The game's a 3D platformer, but it spices up its own platforming with its seed system. Throughout different levels are seeds, with some embedded into the ground while others are portable. Jumping on a seed grows a plant. By collecting medals, you can change the seed's color and gradually gain access to different and improved seeds with increasingly more powerful applications. You always start with brown mushrooms (yeah yeah I know not a plant, shh), but collecting more brown medals turns this 'shroom into a spinner fan, a dandelion that lets you glide, and finally a high-firing cannon. Alternatively, collecting green medals and changing the seed's color lets you grow increasingly tall sprout ladders. The idea here being that different environmental puzzles are built around different interactions with these seeds, both in terms of what seeds are used and where seeds are placed.
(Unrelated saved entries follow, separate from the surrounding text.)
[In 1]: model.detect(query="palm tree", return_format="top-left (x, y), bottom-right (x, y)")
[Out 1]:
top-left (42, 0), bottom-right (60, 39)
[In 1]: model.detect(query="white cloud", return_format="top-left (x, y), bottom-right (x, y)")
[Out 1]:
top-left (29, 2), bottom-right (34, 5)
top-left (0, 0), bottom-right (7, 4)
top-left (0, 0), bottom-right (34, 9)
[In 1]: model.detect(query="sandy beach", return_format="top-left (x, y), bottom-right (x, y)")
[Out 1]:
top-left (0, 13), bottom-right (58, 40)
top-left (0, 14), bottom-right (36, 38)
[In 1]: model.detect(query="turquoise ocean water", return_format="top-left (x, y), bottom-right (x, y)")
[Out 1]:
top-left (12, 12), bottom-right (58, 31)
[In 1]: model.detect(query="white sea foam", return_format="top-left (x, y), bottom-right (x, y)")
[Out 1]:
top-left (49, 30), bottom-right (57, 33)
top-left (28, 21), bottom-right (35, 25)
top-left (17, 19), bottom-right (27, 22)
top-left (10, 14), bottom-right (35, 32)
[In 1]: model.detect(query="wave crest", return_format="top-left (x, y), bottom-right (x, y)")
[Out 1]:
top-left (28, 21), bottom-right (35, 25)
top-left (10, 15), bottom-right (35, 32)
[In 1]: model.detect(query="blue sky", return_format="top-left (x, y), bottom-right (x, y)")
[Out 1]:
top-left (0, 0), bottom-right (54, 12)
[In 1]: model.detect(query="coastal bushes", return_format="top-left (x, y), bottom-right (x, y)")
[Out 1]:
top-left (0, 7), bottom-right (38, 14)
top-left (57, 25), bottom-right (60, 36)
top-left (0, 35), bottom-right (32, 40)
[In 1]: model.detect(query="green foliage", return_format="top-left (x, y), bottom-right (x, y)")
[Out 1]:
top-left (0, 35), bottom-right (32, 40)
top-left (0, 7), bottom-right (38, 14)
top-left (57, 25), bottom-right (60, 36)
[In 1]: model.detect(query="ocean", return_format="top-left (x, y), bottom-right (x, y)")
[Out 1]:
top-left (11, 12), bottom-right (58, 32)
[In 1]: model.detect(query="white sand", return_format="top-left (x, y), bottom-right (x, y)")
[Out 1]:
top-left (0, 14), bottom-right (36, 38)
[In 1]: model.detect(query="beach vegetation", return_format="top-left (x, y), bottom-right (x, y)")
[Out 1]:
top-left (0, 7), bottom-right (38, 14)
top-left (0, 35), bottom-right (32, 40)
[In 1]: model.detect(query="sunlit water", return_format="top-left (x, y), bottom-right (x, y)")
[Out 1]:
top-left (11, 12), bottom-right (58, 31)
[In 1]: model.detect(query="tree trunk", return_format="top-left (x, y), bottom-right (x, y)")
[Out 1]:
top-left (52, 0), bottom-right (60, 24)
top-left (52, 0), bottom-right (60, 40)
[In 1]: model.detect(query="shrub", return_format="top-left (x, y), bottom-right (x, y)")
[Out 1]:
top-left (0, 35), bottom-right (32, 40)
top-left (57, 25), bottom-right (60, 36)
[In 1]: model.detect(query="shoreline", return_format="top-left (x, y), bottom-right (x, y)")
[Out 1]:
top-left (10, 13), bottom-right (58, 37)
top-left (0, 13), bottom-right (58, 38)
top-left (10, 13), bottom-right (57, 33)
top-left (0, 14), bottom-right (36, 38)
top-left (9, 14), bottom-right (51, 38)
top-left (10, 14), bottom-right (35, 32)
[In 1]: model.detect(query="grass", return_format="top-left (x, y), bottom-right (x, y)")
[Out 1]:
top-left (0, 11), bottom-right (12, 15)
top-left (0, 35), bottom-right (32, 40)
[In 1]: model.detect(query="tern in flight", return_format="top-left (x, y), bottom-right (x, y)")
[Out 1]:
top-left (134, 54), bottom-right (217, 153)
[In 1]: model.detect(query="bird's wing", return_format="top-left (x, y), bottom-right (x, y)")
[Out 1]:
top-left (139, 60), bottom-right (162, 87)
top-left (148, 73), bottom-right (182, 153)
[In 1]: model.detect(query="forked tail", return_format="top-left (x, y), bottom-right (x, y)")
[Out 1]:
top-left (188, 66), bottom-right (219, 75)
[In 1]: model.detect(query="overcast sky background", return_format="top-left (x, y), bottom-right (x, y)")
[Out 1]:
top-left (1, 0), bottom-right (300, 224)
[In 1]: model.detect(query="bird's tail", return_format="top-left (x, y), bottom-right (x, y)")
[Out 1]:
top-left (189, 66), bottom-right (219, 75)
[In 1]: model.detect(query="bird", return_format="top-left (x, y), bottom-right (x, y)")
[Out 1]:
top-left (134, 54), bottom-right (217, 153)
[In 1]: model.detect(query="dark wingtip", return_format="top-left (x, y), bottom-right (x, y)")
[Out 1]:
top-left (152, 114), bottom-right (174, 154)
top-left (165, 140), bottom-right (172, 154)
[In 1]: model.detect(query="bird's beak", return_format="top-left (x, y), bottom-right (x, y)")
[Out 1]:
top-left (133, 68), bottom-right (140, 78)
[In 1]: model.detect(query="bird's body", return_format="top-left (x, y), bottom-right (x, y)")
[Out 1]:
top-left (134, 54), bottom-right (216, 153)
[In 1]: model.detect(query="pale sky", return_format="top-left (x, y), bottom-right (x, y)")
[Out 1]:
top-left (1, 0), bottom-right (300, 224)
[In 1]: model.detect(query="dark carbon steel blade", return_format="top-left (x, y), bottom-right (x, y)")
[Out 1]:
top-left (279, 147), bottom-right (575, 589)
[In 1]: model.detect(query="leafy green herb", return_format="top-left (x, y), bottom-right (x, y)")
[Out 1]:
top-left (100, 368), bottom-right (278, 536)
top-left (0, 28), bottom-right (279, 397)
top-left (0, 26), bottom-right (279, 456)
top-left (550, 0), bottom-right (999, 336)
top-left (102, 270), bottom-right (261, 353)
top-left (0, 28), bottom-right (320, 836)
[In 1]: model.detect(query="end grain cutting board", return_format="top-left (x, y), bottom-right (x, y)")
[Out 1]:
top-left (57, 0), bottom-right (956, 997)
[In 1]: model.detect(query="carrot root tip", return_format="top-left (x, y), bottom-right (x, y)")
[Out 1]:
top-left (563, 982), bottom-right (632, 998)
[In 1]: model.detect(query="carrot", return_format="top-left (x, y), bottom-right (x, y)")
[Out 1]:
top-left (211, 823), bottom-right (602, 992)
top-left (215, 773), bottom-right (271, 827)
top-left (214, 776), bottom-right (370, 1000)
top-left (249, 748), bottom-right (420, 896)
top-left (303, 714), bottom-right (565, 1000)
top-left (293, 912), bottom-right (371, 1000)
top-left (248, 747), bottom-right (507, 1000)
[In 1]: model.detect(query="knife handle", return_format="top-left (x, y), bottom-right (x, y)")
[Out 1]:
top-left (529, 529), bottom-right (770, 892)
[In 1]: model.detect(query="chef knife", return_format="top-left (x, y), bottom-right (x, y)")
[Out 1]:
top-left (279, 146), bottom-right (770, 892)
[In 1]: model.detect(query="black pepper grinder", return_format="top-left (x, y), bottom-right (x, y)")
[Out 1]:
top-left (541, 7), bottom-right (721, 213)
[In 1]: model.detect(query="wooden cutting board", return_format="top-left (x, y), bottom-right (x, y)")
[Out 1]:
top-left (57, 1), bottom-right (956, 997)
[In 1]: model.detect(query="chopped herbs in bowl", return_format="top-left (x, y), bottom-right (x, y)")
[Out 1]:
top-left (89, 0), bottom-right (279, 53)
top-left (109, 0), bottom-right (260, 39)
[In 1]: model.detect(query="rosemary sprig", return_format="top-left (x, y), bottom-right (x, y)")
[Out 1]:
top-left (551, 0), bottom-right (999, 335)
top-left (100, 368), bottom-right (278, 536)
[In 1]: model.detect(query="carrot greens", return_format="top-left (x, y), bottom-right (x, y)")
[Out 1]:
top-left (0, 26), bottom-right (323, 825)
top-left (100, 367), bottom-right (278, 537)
There's a surprising amount of depth to this system, but it never reads as excessive. The levels introduce the different seeds and their interactions slowly enough that they don't overwhelm the player. Keep in mind as well that this is in addition to standard level gimmicks as well as the game's OTHER systems, tied to other collectables and combat. Yes, this game even features an upgradeable weapon system that dovetails with its seed system, and even that comes across as fairly intuitive. I'm particularly impressed by the fourth boss fight, which tells a mechanical joke based around the interplay of its different network of systems (I asked my friends at Designing For to talk about it here). That the game is so confident in itself to attempt and pull off this type of joke is quite the feat!

I'll say that the platforming and movement is good-not-great when it's firing on all cylinders. Flik himself is a perfectly serviceable character to run and jump as, but he's got this startup and end lag on his run that makes some positioning awkward, particularly the few times the game asks the player to clear a bottomless pit (not much of that in this game, thankfully, and one of the upgraded plants helps with these). There's some screwiness with collisions, too. Not much, but enough that you notice it when trying to land on rounded edges or try to figure out the sweet spot on those leaf sprouts.

Also... Flik talks a LOT. You sorta have to get used to repeated voice clips after a fashion. I'm so used to it myself that I find it more funny than anything (Ahhhh, the life of an ant), but I can definitely imagine it getting old after a while if you didn't grow up on it.

But this is still a game of little moments, even around its interlocking moments. There's some genuinely neat spectacle, insofar as that could exist in a 3D platformer of its era. "Level Four: Dandelion Flight" (or "Cliffside"? I never knew how to refer to these levels) isn't much, but that it places so much emphasis on itself, its change of scenery, the next boss, and the newly-introduced Dandelion kinda gives it its own weight. There are a lot of unique set pieces, like the big tree or the rolling can. That butt slide has no reason to exist, but it's fun. Likewise for those bonus levels in the circus tent...

I dunno. Say what you must regarding the quality of Jon Burton's games, but I feel like he always has something fascinating to offer with his design ideas. If you're there for it, there's really something for you to sink your teeth into. Weird as it is to say about A Bug's Life, given its status in retrospect as a fairly forgettable early Pixar movie, but its video game was an easy highlight for me back when these were the only sorts of games I could play. Even now, I keep finding new things to hold my attention. I can't hate something like that.